Raupp referenda nome de Bruno Siqueira
O presidente do PMDB, senador Valdir Raupp, referendou ontem o nome do deputado estadual Bruno Siqueira (PMDB) como candidato do partido à Prefeitura de Juiz de Fora. Para o dirigente nacional peemedebista, o quadro juiz-forano atualmente pode ser considerado como aquele com maior viabilidade eleitoral no estado. O presidente da legenda em Minas, deputado federal Antônio Andrade, também confirmou o propósito de lançar candidatura própria nas 50 maiores cidades mineiras. Em Juiz de Fora, temos hoje convicção de que Bruno será mesmo o candidato. O próprio Raupp comprometeu-se a ir até aí (Juiz de Fora) em um evento de pré-candidatura neste ano. Bruno, por sua vez, deixou a reunião com os dirigentes partidários em Brasília bem animado, mas sem falar ainda como pré-candidato. As conversas estão acontecendo e, no momento certo, teremos uma definição natural.

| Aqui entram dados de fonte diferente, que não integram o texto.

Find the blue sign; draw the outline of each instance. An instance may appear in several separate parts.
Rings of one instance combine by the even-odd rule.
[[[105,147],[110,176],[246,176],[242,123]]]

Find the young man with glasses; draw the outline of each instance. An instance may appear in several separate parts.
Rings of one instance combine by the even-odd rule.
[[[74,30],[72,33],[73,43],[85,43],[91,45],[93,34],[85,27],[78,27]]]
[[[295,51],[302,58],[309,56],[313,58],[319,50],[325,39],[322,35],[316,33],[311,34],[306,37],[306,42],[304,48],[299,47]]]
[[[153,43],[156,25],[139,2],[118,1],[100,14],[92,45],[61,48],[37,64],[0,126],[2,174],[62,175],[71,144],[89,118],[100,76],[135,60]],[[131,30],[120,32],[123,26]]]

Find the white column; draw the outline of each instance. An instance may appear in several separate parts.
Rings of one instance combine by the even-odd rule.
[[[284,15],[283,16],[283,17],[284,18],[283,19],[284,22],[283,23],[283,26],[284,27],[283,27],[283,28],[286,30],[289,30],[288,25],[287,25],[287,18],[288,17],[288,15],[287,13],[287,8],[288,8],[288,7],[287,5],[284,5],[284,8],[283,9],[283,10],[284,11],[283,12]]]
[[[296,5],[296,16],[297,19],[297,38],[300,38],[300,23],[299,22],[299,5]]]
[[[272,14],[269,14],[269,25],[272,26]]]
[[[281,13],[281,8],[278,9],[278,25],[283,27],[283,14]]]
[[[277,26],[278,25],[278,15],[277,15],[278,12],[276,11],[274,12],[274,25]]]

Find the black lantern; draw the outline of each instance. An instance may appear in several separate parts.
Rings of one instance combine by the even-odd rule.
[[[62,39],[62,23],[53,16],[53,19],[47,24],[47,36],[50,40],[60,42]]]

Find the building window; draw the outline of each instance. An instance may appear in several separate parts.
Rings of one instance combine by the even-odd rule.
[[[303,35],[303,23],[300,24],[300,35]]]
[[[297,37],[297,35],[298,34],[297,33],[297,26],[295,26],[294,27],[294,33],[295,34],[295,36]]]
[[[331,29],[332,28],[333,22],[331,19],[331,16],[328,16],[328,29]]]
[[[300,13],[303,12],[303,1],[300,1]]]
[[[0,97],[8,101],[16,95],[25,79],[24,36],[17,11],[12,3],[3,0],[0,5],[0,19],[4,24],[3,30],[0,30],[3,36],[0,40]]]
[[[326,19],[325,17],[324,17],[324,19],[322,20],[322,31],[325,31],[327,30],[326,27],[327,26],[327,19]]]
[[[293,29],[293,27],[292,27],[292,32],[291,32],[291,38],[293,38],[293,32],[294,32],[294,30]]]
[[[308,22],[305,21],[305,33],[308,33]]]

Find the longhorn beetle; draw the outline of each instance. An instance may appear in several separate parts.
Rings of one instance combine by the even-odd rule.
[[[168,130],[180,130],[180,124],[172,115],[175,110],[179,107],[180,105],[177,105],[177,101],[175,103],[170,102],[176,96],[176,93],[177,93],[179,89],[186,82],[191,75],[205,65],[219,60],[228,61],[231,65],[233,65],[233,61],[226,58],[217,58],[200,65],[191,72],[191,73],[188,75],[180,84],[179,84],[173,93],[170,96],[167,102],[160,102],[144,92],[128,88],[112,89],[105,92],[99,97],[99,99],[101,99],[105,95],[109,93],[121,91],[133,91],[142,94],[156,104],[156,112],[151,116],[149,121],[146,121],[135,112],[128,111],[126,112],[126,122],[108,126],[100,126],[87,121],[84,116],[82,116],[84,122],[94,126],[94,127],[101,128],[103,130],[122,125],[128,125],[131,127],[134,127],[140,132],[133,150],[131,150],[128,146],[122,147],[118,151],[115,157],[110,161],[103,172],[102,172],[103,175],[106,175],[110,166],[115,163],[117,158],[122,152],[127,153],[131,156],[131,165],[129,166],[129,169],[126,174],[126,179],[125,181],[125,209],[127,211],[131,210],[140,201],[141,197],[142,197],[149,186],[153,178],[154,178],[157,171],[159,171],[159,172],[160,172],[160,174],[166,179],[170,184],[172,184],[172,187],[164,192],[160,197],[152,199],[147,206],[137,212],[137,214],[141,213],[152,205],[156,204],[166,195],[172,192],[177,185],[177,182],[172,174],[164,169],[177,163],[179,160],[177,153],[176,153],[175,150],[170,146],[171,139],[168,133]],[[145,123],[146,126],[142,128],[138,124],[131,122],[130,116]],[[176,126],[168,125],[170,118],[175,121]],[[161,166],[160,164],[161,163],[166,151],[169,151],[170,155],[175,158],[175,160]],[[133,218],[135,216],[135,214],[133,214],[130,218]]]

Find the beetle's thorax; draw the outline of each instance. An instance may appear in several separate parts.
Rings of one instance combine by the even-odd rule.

A indicação de Bruno, segundo Antônio Andrade, está praticamente definida em razão de sua trajetória política e sua performance em pesquisas encomendadas pelo partido. Os levantamentos feitos nos trazem tranquilidade em relação à certeza de candidatura em Juiz de Fora. Ele fez questão de lembrar que o deputado juiz-forano tornou-se opção também pelo fato de o ex-prefeito Tarcísio Delgado (PMDB) ter afastado qualquer possibilidade de voltar ao páreo. Com o Tarcísio fora do páreo, o único nome que agrega é o do Bruno. Ainda assim, o presidente peemedebista mineiro afirmou contar com a liderança e o empenho do ex-prefeito em todo o processo eleitoral do próximo ano. O Tarcísio é uma liderança fundamental em Juiz de Fora e terá um papel relevante na sucessão como sempre teve.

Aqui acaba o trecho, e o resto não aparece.